3° La réduction transcendantale. C’est, parmi les phénomènes, la mise entre
parenthèses de la noèse, autrement dit la sélection platonicienne du noème. Le noème se
divise à son tour en deux composantes principales, qui sont la modalité mentale14 (ici
apercevoir, plutôt que voir, imaginer, désirer, remémorer, attendre, etc.) et surtout le
Noème proprement dit ou sens noématique15.
4° La réduction eidétique. C’est, parmi les contenus idéaux, la sélection
platonicienne de l’élixir ou filtrat phénoménologique : le sens noématique, ici « la reine de
Thèbes » où encore « la veuve de Laïos » mais non « la mère d’Œdipe ». Bien que Jocaste
= la mère d’Œdipe, le noème n’est pas l’objet ; c’est, dit Husserl, l’objet « mis entre
guillemets ».
C’est ainsi que le concept d’intentionalité de Brentano, défini par son indépendance
objectuelle, donne chez Husserl une théorie de l’intentionalité fondée sur sa dépendance
conceptuelle dans le noème. Si l’intentionalité consiste à « viser » un objet, alors le noème
est le viseur, le collimateur conceptuel qui permet de l’atteindre (même quand il n’existe
pas). Husserl est donc le philosophe qui a mis le monde entre parenthèses pour le retrouver
entre guillemets. Par là même, Husserl a découvert que, dans le Cogito de Descartes se
cache un monde intelligible de Platon, puisque « reine de Thèbes », par exemple, enchâsse
la singularité thébaine dans la quiddité royale. Par ailleurs les retrouvailles avec le monde
ne sont obtenues que moyennant la série des réductions dont l’ensemble constitue une
véritable « odyssée de la conscience ».
11. Le concept husserlien de constitution
Sur le concept de constitution chez Husserl, Hintikka fait une mise au point
capitale dans son article « Husserl : la dimension phénoménologique » :
« Cela signifie-t-il que d’une certaine manière nous construisons selon lui les objets ?

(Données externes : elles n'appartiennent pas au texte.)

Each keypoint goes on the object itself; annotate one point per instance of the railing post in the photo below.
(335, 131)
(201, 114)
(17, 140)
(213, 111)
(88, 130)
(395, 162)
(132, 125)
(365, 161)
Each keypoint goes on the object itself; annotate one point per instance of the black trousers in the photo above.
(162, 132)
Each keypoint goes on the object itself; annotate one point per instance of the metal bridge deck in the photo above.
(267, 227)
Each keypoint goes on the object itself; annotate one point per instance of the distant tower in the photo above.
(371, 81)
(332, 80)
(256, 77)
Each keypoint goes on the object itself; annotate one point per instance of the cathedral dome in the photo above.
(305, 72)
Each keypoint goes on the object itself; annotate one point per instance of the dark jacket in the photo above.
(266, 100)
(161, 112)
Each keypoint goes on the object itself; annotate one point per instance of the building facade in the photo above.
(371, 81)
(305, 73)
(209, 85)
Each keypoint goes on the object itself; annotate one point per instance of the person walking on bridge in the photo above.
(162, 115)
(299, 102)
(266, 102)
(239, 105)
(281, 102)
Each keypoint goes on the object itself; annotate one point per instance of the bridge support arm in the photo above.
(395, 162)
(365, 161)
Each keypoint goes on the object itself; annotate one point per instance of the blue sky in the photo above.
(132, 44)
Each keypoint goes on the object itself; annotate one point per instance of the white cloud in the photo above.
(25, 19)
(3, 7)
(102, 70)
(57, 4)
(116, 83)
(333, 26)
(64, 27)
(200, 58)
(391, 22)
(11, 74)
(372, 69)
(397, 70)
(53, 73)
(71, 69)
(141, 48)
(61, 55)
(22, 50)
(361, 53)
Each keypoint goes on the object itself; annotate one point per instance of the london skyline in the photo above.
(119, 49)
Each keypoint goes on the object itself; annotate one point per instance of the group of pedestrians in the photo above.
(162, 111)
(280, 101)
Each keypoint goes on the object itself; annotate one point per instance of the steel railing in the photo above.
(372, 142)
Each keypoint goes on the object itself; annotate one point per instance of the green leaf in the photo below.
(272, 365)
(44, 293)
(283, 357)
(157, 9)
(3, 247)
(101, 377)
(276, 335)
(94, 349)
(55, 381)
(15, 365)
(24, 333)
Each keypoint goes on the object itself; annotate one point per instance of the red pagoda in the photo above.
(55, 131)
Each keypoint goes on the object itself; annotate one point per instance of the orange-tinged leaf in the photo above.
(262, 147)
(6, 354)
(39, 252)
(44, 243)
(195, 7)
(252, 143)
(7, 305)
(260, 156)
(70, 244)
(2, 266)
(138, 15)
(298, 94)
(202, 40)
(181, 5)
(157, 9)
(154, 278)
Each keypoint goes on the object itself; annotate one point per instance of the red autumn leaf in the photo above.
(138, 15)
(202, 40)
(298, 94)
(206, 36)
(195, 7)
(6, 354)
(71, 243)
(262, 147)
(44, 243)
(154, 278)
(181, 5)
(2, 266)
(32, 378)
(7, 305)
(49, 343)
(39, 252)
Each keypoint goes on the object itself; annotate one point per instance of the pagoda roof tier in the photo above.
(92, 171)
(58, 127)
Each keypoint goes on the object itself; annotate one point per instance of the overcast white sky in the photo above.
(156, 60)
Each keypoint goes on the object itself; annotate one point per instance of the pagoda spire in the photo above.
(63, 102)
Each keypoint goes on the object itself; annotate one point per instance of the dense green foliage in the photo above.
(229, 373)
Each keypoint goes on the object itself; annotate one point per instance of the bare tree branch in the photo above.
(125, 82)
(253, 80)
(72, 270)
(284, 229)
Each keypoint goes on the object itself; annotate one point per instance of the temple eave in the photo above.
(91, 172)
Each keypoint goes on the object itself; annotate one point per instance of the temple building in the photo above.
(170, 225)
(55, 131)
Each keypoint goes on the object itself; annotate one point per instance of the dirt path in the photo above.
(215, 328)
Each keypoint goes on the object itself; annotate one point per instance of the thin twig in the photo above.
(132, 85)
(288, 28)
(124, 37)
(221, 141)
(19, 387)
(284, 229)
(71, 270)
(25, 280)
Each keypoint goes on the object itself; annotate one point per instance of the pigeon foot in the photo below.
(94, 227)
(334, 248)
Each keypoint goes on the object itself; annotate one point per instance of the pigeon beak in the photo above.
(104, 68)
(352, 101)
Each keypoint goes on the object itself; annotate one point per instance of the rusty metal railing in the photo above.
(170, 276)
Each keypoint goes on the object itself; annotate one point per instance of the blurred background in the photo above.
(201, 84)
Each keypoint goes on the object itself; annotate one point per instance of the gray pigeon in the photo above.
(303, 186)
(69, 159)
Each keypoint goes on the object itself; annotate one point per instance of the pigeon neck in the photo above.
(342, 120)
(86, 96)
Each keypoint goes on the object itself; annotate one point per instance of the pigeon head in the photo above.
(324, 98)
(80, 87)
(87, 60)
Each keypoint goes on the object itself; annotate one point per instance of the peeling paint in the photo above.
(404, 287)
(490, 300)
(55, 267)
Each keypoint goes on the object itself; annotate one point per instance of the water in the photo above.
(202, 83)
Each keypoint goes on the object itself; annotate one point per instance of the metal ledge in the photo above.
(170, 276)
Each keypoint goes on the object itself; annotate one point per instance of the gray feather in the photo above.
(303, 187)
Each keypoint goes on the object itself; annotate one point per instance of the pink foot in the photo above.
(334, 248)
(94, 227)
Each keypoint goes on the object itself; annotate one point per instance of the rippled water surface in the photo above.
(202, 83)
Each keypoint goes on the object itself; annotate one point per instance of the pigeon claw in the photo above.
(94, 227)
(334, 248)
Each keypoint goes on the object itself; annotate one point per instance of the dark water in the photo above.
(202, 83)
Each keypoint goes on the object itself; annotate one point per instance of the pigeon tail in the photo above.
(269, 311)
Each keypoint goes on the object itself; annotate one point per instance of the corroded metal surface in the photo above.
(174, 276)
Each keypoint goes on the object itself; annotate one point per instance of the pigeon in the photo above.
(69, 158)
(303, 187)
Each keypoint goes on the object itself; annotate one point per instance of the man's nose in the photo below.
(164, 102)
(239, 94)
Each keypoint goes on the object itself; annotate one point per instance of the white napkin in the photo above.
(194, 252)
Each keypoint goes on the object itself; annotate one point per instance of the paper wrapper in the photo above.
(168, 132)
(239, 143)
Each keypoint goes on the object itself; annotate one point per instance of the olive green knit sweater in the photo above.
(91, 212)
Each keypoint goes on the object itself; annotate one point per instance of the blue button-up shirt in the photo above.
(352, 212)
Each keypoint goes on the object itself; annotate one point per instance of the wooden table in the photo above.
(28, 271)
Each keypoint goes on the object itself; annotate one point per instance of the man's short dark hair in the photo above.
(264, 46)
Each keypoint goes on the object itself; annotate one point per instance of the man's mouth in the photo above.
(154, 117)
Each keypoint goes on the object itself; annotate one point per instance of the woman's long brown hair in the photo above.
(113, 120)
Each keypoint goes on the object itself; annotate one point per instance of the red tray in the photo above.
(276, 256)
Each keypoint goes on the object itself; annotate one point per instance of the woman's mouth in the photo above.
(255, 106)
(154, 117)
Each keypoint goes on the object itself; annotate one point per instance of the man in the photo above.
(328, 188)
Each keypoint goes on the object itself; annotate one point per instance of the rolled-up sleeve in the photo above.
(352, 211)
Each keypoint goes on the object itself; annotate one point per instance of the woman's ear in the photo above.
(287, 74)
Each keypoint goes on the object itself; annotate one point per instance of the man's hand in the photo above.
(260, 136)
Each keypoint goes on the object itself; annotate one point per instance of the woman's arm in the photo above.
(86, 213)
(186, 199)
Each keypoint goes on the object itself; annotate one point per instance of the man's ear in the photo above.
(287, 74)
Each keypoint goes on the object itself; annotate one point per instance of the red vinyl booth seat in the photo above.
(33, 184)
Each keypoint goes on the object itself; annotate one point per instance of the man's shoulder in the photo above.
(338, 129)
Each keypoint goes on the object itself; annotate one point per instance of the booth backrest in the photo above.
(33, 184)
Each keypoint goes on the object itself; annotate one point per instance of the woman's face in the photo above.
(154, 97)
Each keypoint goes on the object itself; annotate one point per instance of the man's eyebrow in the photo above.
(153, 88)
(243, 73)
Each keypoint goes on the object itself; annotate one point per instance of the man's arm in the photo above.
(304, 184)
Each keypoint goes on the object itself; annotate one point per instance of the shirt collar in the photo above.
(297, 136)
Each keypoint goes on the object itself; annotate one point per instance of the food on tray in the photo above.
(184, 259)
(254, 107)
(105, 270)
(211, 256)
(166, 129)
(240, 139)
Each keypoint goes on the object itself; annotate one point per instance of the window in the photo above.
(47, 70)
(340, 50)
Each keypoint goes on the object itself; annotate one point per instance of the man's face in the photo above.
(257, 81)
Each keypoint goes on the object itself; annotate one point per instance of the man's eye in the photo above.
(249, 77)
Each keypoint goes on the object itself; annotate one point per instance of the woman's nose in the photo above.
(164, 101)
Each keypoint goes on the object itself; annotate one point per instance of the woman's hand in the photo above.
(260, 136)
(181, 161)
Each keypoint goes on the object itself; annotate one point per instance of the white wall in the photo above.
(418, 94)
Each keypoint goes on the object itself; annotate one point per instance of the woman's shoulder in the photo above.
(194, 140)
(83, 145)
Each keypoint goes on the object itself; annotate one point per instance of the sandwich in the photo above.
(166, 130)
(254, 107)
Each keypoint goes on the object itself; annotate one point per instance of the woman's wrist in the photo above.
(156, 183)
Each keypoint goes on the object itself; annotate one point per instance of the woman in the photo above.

Non. […] Un objet n’est pas par-là rendu causalement ou ontologiquement dépendant
14 Que Husserl, pourtant poète virtuose du vocabulaire philosophique, appelle dans son jargon composant « thétique ». 15 La majuscule est sans doute indispensable pour distinguer le noème lato sensu (= tout ce qui n’est pas noèse, incluant donc p. ex. : vu de face/de profil, etc.) du Noème stricto sensu = sens noématique.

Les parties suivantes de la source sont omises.